Experts predict that allogeneic cell therapies will grow in 2022 and beyond thanks to a market that's more than ready for them.
Not only do these products stand to help more people, but they also represent a supply chain that's potentially less complex. While you can expand an allogeneic product from healthy donors to patients with relative ease, autologous therapies have the central challenge of having to work with cells taken from very sick people. These and other complexities have pushed researchers to explore allogeneic approaches for procedures such as CAR-T immunotherapy.
But at the same time, allogeneic cell therapies require a much more comprehensive scale-up strategy. You need to consider not only your desired yield (which may be a lot for a one-to-many therapy) but also how labor, cost-of-goods sold (COGS), space, and timeline pressures may impact plans to reproducibly expand cells for master cell banks, working cell banks, and ultimately the product itself.

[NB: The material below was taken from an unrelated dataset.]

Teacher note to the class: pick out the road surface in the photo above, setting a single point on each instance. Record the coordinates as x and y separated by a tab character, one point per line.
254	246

In addition, if you're working with attachment-dependent cultures for those therapies, cell processing can be even more challenging. While bioreactor technologies like microcarriers exist for adherent cells, they're not considered a perfect match because the microcarriers need to be taken out of the therapy before it goes to patients.
Waisman Biomanufacturing, like so many others in the industry, experienced these pain points as it looked to expand capacity for a portfolio of human embryonic stem cell banks, mesenchymal stromal cells, and other cell lines. Not wanting to undergo significant renovations or a hiring spree, the organization reached for a low-maintenance stacked system that exponentially grew its cubic footprint.
Did it work? With a 250% jump in production power and only a modest 20-25% bump in costs, it's safe to say it did.